Он стоял в стылом, не угретом еще дневным теплом тамбуре, курил и смотрел в окно. Стеной тянулся лес. Он подступал почти вплотную к колее, к поезду, и казалось, что состав идет по тоннелю со стеклянной прозрачной крышей. А потом лес убегал вдруг от дороги. И мелькали золотисто высвеченные солнцем полянки. Уютными, манящими виделись Вадиму эти полянки, иные казались просто неправдоподобными, будто нарисованными восторженным художником. И нельзя было от них глаз оторвать. И хотелось даже спрыгнуть с поезда и пойти посмотреть, вправду ли это настоящая полянка, окруженная изумрудными деревьями, а не мираж, и если не мираж, завалиться в упругую, высокую, не скошенную еще траву и задремать, забыв обо всем. «Хватит, — остановил себя Вадим. — Не расслабляться. Нельзя мне расслабляться…» И он постарался думать о чем-нибудь другом. Сразу же вспомнил Хомякова и безрадостно усмехнулся. Вот как оно бывает. Боевой, и, наверное, добрый, и отличный мужик. А ты вот не увидел, не рассмотрел, некогда было, да и ни к чему. Обозначил его сразу для себя, как только увидел унылое, невыразительное его лицо, и ярлык повесил — «чайник», и больше не раздумывал уже. А он ведь тоже не дурак, увидел твою недоброжелательность и вмиг коготки выпустил, защищаясь. Опять выходит, что от тебя самого все идет, в себе причину всегда искать надо. И с Маринкой ведь так же получилось. Поплевывал ты на нее, вспомни, поплевывал ведь, с самого начала причем… Стоп! Она ведь и с Левкиным наверняка связалась, что ты равнодушен к ней был. Точно, точно. Какую-то фальшь чувствовал он в словах Левкина, горечь и изначальную зависть, когда тот о новом увлечении Марины говорил, словно не новое это было увлечение, а старое, с самого начала их связи Левкину известное. Но догадка не утешила его самолюбие, не стало ему легче. Ему вообще, видать, теперь не скоро станет легче. Он бросил сигарету в окно и пошел в купе, и просидел там в компании с тремя молчаливыми деревенскими женщинами до самого города и всю дорогу гнал, гнал от себя мысли, все боялся, что подточат, порушат они его решимость. А впрочем, решимость ли это была?
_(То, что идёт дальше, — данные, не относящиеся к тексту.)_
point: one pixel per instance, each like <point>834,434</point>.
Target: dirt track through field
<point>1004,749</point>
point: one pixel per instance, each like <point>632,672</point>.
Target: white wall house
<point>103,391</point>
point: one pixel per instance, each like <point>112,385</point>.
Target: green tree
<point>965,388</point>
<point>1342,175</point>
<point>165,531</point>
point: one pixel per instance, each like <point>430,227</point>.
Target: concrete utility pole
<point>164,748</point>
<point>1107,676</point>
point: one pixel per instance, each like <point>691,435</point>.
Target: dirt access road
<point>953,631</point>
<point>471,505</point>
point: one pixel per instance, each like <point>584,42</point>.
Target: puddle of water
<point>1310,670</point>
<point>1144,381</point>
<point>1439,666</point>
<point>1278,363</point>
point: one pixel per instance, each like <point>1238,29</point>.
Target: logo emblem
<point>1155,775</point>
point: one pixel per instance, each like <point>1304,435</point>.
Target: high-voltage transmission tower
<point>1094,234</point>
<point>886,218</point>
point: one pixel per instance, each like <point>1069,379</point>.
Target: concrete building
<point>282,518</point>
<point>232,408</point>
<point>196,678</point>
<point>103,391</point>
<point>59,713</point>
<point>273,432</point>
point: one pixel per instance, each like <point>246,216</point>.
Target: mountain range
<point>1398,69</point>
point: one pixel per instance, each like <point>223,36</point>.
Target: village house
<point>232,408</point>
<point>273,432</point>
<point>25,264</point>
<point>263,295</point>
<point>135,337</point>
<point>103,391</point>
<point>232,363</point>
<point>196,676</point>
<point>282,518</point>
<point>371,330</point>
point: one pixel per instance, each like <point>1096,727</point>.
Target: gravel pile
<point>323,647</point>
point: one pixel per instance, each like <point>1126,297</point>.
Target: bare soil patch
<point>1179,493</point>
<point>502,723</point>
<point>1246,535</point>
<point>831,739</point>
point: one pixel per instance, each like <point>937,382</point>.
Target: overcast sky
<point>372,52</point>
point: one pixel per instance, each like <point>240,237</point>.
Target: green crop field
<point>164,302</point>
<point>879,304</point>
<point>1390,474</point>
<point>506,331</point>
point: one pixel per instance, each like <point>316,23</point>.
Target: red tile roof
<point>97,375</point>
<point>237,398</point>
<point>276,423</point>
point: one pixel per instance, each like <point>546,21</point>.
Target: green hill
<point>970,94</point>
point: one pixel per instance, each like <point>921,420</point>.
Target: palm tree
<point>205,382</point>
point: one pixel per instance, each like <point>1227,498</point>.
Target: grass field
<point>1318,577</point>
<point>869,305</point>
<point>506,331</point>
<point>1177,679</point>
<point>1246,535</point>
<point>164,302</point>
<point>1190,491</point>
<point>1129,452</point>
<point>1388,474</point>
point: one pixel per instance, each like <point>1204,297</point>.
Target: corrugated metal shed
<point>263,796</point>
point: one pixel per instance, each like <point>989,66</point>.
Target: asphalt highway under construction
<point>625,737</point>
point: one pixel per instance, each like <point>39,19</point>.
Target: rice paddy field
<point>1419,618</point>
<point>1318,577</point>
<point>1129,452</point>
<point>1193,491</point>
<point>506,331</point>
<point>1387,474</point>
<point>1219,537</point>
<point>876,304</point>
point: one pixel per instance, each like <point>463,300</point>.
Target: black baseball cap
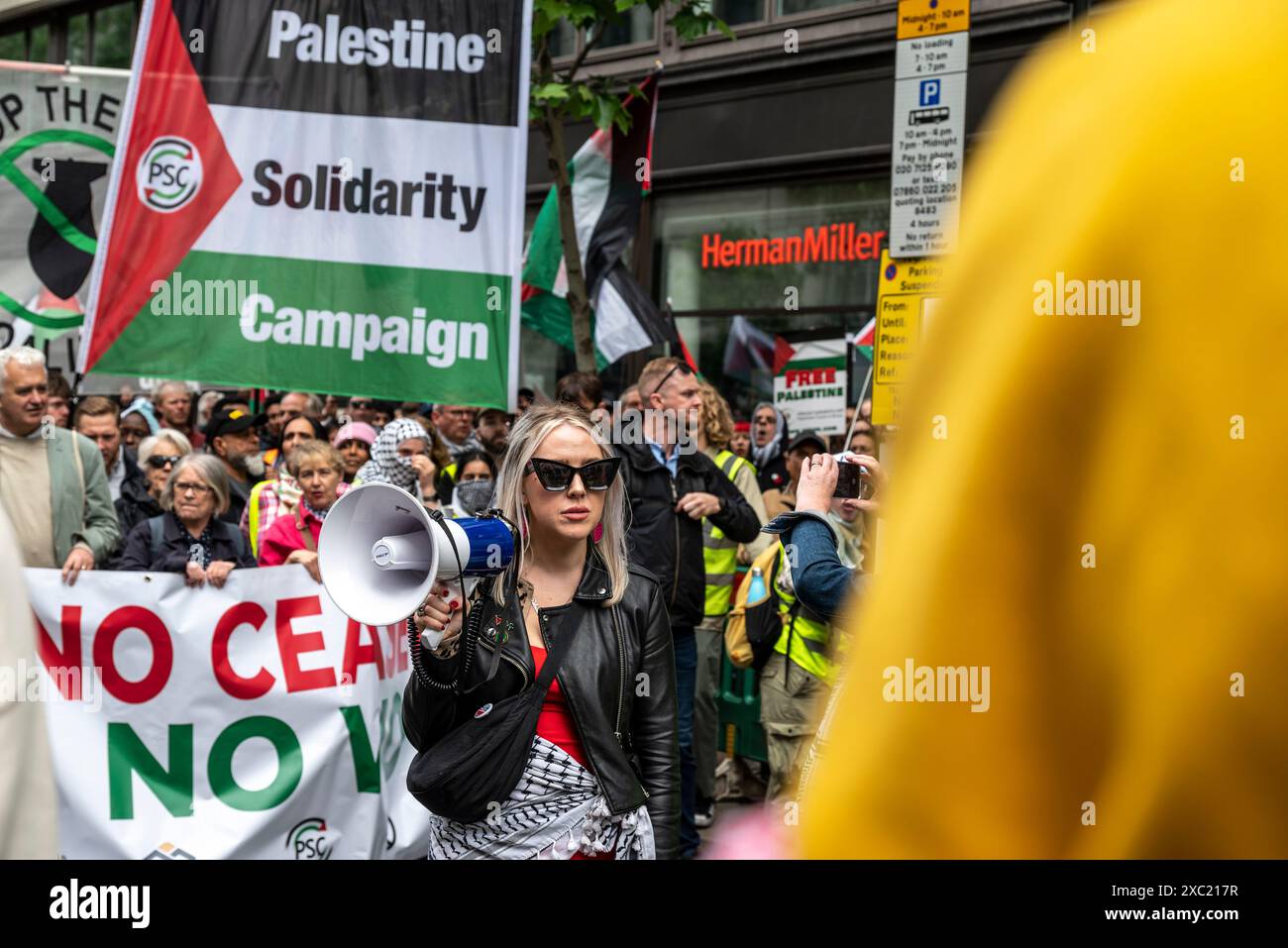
<point>231,421</point>
<point>807,438</point>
Город был прежним, и нисколько не изменился. Да и как он мог измениться — меньше суток ведь прошло, хотя Вадиму казалось, что отсутствовал он месяц, а то и два, а то и того больше. Стремительны и деловиты были люди, настойчивы и нахальны автомобили. Также шумно было и неспокойно.
Думал взять такси, но увидел чудовищную очередь, ужаснулся и махнул на излишнюю роскошь, побрел к автобусу. Втиснуться в салон автобуса не сумел (машину осаждала плотная, монолитная толпа), пожал плечами и побрел пешком до другой остановки. Двигался машинально, бездумно глядя перед собой, и оттого не заметил паркующийся у тротуара автомобиль и открывающуюся дверцу, выходящего из автомобиля мужчину и поэтому ткнулся неожиданно в его спину. Чертыхнулся, хотел сказать что-нибудь не очень лестное, но когда тот повернулся, разом забыл придуманные слова. Спорыхин-старший смотрел на него пристально и изучающе. Вадим подался назад, потом ступил вбок и оттянул лацканы пиджака, ловчее усаживая его на себе. Но в глаза Спорыхину глядеть не переставал, держал его взгляд. Лишь несколько секунд, как и тогда во дворе, всматривались они друг в друга, а потом отвели одновременно глаза и разошлись, каждый в свою сторону.
Пока проделывал неблизкий до дома путь (все-таки на автобусе, вытянувшись в струнку и затаив дыхание, а потом пешком), непрестанно лицо Спорыхина-старшего перед ним маячило, растянутое тонкой улыбочкой, холеное, словно умело выстиранное, отглаженное. Острые, с морозцем серые глаза его рассматривали Вадима в упор, не мигая, и мешали сосредоточиться, мешали выстроиться стройно мыслям, чтоб подвели они его к догадке, еще укрытой, пока клубящейся ватной пеленой, но пелена та рассеиваться уже начала, и едва видимые бреши в ней появились, и можно было что-то очень знакомое в них разглядеть, но если только очень-очень внимательно и долго приглядываться. А вот этого Вадиму никак и не удавалось.